Machine Learning Session 15: 

    Developing predict function and testing accuracy. 

> predict = function(x,b){
  ycap =   x%*%b
  ycap
}

input matrix. 
>  X = cbind(1, df$age, df$exp, df$q)


> dim(X)
[1] 10  4
> X
      [,1] [,2] [,3] [,4]
 [1,]    1   21  0.0    5
 [2,]    1   22  1.0    5
 [3,]    1   21  0.0    8
 [4,]    1   22  1.0    8
 [5,]    1   25  4.0    5
 [6,]    1   25  3.5    8
 [7,]    1   25  4.0    8
 [8,]    1   30  8.0    5
 [9,]    1   31  8.0    8
[10,]    1   31  9.0    8


> ycap = predict(X, beta)
> dim(ycap)
[1] 10  1
> ycap
          [,1]
 [1,] 17546.43
 [2,] 24241.83
 [3,] 23343.01
 [4,] 30038.42
 [5,] 44328.04
 [6,] 50663.94
 [7,] 50124.62
 [8,] 78883.70
 [9,] 92454.33
[10,] 91375.68

How to test accuracy of model predictions. 
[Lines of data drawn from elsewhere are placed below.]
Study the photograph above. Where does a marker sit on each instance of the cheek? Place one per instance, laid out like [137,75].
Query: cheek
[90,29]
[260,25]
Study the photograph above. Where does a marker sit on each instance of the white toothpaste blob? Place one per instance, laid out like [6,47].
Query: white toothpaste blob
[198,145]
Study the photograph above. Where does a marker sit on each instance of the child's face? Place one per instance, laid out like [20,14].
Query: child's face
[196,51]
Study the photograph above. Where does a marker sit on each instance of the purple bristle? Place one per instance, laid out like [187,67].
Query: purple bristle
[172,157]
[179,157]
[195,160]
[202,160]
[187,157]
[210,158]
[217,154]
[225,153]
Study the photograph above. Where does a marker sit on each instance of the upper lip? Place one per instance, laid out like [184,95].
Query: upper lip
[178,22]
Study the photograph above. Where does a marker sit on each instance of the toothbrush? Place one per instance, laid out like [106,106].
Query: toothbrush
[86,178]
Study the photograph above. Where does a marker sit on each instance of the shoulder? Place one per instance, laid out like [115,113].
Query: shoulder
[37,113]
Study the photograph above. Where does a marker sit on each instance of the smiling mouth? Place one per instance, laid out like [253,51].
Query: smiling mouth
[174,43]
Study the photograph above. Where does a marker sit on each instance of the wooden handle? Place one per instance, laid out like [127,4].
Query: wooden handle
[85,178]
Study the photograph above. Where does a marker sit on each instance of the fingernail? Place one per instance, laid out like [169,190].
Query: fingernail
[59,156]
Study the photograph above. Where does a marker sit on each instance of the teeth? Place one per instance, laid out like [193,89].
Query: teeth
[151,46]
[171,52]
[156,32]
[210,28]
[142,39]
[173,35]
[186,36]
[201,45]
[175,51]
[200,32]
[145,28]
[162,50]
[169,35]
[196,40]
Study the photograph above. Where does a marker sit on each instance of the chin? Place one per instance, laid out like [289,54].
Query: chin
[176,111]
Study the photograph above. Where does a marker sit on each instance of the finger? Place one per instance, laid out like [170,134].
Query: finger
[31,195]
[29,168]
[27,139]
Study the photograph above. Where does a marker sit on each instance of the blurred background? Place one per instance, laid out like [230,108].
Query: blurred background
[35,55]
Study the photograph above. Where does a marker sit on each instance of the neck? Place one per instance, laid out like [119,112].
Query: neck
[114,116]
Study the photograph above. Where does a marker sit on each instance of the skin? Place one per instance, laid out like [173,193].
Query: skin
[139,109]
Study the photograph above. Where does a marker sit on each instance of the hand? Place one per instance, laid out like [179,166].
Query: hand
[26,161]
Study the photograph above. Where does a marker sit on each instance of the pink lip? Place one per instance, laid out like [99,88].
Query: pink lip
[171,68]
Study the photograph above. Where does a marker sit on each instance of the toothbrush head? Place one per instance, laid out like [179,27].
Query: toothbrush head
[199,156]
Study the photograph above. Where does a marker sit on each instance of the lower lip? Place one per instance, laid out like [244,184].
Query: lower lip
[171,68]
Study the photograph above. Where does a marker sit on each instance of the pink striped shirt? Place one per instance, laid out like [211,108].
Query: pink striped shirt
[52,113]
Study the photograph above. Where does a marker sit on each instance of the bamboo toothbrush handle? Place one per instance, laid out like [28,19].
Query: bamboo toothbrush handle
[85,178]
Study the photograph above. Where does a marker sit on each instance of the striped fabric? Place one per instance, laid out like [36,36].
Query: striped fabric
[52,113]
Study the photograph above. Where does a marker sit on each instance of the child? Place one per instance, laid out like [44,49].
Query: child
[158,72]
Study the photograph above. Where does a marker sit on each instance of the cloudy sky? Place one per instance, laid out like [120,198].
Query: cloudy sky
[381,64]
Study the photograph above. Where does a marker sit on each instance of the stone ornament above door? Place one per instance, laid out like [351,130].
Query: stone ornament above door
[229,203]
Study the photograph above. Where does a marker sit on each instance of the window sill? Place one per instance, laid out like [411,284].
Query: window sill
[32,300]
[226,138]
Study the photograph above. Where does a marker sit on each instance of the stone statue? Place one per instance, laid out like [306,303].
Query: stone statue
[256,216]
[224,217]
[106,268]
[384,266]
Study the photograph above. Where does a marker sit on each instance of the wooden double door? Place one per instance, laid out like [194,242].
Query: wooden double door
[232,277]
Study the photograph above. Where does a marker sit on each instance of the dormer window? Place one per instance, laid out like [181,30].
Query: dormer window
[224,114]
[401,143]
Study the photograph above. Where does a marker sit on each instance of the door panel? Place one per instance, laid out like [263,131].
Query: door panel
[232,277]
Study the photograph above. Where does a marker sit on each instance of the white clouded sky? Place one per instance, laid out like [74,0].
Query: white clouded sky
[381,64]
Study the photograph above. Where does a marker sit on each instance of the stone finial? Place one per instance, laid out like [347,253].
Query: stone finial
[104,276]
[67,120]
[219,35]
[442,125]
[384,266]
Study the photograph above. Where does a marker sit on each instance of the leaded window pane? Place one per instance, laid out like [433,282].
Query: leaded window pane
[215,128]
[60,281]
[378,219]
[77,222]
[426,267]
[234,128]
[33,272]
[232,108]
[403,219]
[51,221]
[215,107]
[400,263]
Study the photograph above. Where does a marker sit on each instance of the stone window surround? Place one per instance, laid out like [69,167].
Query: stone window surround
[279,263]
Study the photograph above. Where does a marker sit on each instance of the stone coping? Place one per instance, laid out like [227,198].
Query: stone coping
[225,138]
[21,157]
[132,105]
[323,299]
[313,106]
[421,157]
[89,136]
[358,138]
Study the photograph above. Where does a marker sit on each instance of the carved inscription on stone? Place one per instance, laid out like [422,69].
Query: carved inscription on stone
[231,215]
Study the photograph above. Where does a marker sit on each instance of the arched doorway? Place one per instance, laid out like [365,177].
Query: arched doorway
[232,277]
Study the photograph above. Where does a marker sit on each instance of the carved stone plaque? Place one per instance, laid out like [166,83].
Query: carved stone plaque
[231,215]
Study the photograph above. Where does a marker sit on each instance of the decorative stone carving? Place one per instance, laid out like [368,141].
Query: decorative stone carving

based on closeness expectation between actual target value
 and predicted value. 

ex:
  a is actual age
  acap is predicted age. 

  then distance between actual and predicted. 

> a=25
> acap=26
> abs(a-acap)/acap * 100
[1] 3.846154

here distance is 3.84

Then closeness between  actual and predicted. 

100 - distance.


> 100 - abs(a-acap)/acap * 100
[1] 96.15385

here closeness 96%, if expected closeness 90%, 
  then above prediction is good. 

lets apply above accuracy measurement on our predictions. 

 ex:   y(actual incomes) and ycap(predicted incomes)

> Y = cbind(df$income)
> Y
       [,1]
 [1,] 20000
 [2,] 25000
 [3,] 25000
 [4,] 30000
 [5,] 40000
 [6,] 47000
 [7,] 50000
 [8,] 80000
 [9,] 91000
[10,] 95000

> ycap
          [,1]
 [1,] 17546.43
 [2,] 24241.83
 [3,] 23343.01
 [4,] 30038.42
 [5,] 44328.04
 [6,] 50663.94
 [7,] 50124.62
 [8,] 78883.70
 [9,] 92454.33
[10,] 91375.68

> dist = abs(Y-ycap)/ycap * 100
> dist
            [,1]
 [1,] 13.9832956
 [2,]  3.1275150
 [3,]  7.0984295
 [4,]  0.1278863
 [5,]  9.7636619
 [6,]  7.2318577
 [7,]  0.2486241
 [8,]  1.4151260
 [9,]  1.5730205
[10,]  3.9663939

> closeness = 100 - dist
> closeness
          [,1]
 [1,] 86.01670
 [2,] 96.87248
 [3,] 92.90157
 [4,] 99.87211
 [5,] 90.23634
 [6,] 92.76814
 [7,] 99.75138
 [8,] 98.58487
 [9,] 98.42698
[10,] 96.03361

> closeness>=90
       [,1]
 [1,] FALSE
 [2,]  TRUE
 [3,]  TRUE
 [4,]  TRUE
 [5,]  TRUE
 [6,]  TRUE
 [7,]  TRUE
 [8,]  TRUE
 [9,]  TRUE
[10,]  TRUE

> closeness[closeness>=90]
[1] 96.87248 92.90157 99.87211 90.23634 92.76814 99.75138 98.58487
[8] 98.42698 96.03361
> length(closeness[closeness>=90])
[1] 9
> pcnt = length(closeness[closeness>=90])
> pcnt
[1] 9
> n = length(Y)
> n
[1] 10
> acc = pcnt/n * 100
> acc
[1] 90

Developing function for accuracy testing. 
---------------------------------------

> accuracy = function(y,ycap,closeness){
+     de = 100 - closeness
+     dist = abs(y-ycap)/ycap * 100
+     pcnt = length(dist[dist<=de])
+     n = length(y)
+     acc = pcnt/n * 100
+     acc
+ }
> accuracy(Y, ycap, 80)
[1] 100
> accuracy(Y, ycap, 85)
[1] 100
> accuracy(Y, ycap, 90)
[1] 90
> accuracy(Y, ycap, 95)
[1] 60

-------------------------------

Machine Learning Session 16:

Topic : Implemention of Regression models  with Python Numpy. 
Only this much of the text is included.